Shorting around 1.5250 with a stop above the 1.5300 major psychological level and aiming for the 1.5100 area would be a good day trade with a reward-to-risk ratio of 3:1. If you’re going for a longer-term short position, aiming for the 1.5000 round number with a trailing stop would help you press your advantage and protect your profits.
Take note that Bank of England Governor King is giving a speech today. He just voted in favor of further easing, according to the minutes of the latest monetary policy meeting. The last few times that happened in the past five years, the central bank actually implemented further asset purchases in their next interest rate decision or within the next three months.
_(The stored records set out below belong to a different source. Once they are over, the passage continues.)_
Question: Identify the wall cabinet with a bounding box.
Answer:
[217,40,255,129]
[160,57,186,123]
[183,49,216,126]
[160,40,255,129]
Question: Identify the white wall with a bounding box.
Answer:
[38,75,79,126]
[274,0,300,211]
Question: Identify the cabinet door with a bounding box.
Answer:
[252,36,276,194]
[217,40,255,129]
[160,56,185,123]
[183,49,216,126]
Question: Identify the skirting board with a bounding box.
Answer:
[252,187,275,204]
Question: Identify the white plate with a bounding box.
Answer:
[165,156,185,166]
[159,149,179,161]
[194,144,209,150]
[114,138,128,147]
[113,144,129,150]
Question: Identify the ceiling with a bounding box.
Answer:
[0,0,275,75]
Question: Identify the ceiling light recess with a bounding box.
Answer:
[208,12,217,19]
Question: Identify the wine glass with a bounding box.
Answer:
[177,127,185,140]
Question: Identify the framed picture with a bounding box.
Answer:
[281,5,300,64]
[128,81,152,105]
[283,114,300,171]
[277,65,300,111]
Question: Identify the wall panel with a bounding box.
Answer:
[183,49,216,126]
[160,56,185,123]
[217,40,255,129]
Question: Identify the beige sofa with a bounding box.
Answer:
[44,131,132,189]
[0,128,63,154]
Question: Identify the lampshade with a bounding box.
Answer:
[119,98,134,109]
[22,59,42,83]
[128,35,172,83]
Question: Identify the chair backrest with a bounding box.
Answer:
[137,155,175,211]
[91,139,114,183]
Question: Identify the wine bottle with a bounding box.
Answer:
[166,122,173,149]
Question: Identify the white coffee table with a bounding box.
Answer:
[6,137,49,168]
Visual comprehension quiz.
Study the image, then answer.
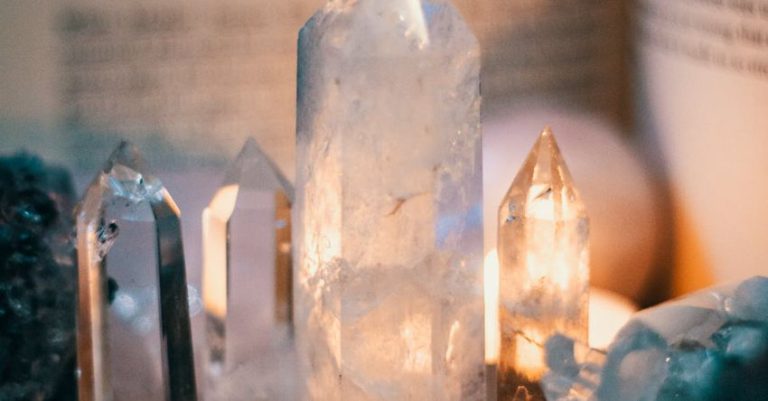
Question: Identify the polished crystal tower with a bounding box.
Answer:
[76,142,196,401]
[497,128,589,401]
[294,0,485,401]
[203,139,293,386]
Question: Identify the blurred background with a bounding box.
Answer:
[0,0,768,362]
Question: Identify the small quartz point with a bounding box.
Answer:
[497,128,589,401]
[76,142,196,401]
[203,139,293,400]
[294,0,485,401]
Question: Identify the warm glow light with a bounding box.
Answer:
[589,287,637,349]
[515,330,547,380]
[484,245,637,365]
[203,185,240,319]
[483,249,501,365]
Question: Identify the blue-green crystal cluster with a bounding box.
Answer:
[0,153,76,401]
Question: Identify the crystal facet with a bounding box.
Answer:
[294,0,485,401]
[76,142,196,401]
[498,128,589,400]
[203,139,293,400]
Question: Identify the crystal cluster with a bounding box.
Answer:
[294,0,484,401]
[0,154,76,401]
[76,142,197,401]
[545,277,768,401]
[497,129,589,400]
[203,139,293,401]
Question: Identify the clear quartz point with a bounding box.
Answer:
[76,142,196,401]
[203,139,293,399]
[294,0,485,401]
[497,128,589,401]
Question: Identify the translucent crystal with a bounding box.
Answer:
[596,277,768,401]
[294,0,485,401]
[203,139,293,400]
[76,142,196,401]
[498,129,589,400]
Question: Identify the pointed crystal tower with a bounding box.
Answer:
[294,0,485,401]
[76,142,196,401]
[497,128,589,401]
[203,139,293,386]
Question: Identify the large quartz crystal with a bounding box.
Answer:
[203,139,293,401]
[294,0,484,401]
[544,277,768,401]
[76,142,196,401]
[497,129,589,400]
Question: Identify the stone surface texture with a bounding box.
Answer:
[75,142,197,401]
[497,128,589,400]
[203,139,293,400]
[544,276,768,401]
[294,0,484,401]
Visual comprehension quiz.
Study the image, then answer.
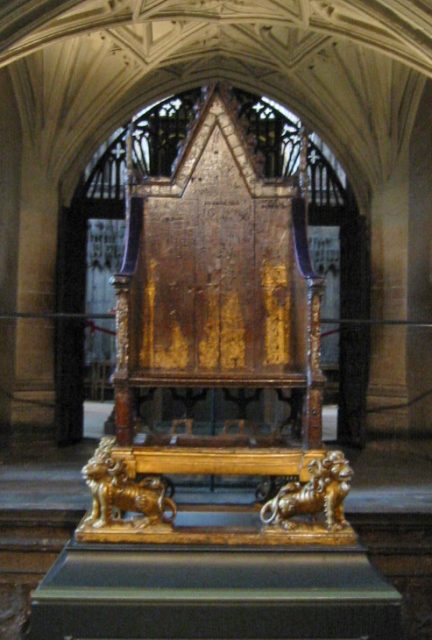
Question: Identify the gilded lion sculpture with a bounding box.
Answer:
[82,438,177,528]
[260,451,353,531]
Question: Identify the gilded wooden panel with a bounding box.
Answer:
[138,122,292,377]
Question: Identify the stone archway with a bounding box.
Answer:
[0,0,432,444]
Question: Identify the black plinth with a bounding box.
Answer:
[29,543,402,640]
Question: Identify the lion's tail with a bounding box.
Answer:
[162,496,177,522]
[260,495,279,524]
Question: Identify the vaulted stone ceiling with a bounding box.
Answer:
[0,0,432,208]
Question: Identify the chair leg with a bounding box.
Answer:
[115,386,134,446]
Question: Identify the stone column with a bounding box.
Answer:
[367,152,409,437]
[407,81,432,438]
[0,70,22,446]
[10,145,58,446]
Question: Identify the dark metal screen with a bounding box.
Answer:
[83,84,347,207]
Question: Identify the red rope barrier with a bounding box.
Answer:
[86,320,116,336]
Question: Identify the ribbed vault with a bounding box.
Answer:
[0,0,432,210]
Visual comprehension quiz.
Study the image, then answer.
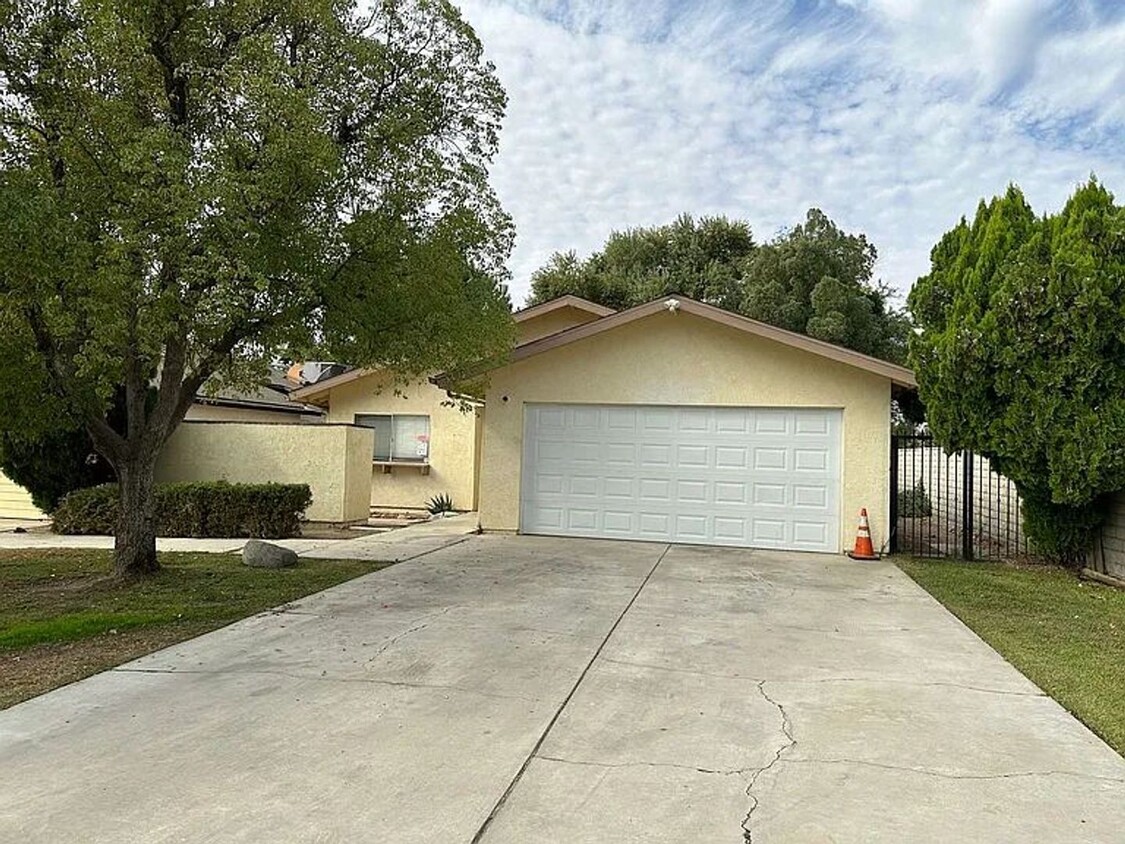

Given the Federal Reserve’s intention of tapering off asset purchases, fundamentals are in favor of a GBP/USD short trade. However, Fed head Ben Bernanke is also scheduled to give a speech during the U.S. session today. It’s his semi-annual testimony in Congress so it could be a major market mover.
Trade Setup of the Day: Long AUD/USD (February 27, 2013)
AUD/USD is approaching long-term support at the 1.0200 major psychological level and a potential bounce could be in the cards. Stochastic has been deep in the oversold region for the past few weeks, suggesting that Aussie bears are running out of selling power.
Aside from that, the stochastic has made a bullish divergence with price as the oscillator made higher lows while price made lower lows from the start of the year. This also hints at a possible bounce, depending on market catalysts.
There are no major reports due from Australia this week and the big market mover from the US, which is Fed head Bernanke’s speech, was already finished. In his speech, Bernanke talked about the recent FOMC meeting minutes and the timeline for the withdrawal of asset purchases. He did mention that the benefits of further asset purchases outweigh the risks though, which meant that the expected tapering off of stimulus will not take place anytime soon.
A swing long trade at 1.0200 or at market with a wide 150-pip stop and a target at the top of the range (1.0600) would yield a little more than 2.5-to-1 reward-on-risk.
Trade Setup for the Day: Short NZD/USD (February 28, 2013)
NZD/USD is still on a strong downtrend, as seen from the formation of a falling trend line on the 1-hour time frame. The pair has also just broken below the .8300 major psychological support earlier this week, confirming the strong bearish bias on this pair.
After consolidating around the .8250 minor psychological level at the start of the week, the pair is pulling up for a quick retracement before possibly resuming its downtrend. It just rallied past the 38.2% Fib level but appears to be finding resistance at the 50% Fibonacci retracement level, which is in line with a former support area.
However, the trend line is still a few pips higher than this resistance zone while stochastic hasn’t crossed down from the overbought area yet. This suggests that the pair has enough room to climb before actually selling off. The 61.8% Fib seems to be a better entry point in this case.
Shorting around .8350 with a stop above the .8400 major psychological level and a target of .8200 would yield a 2:1 reward-to-risk ratio.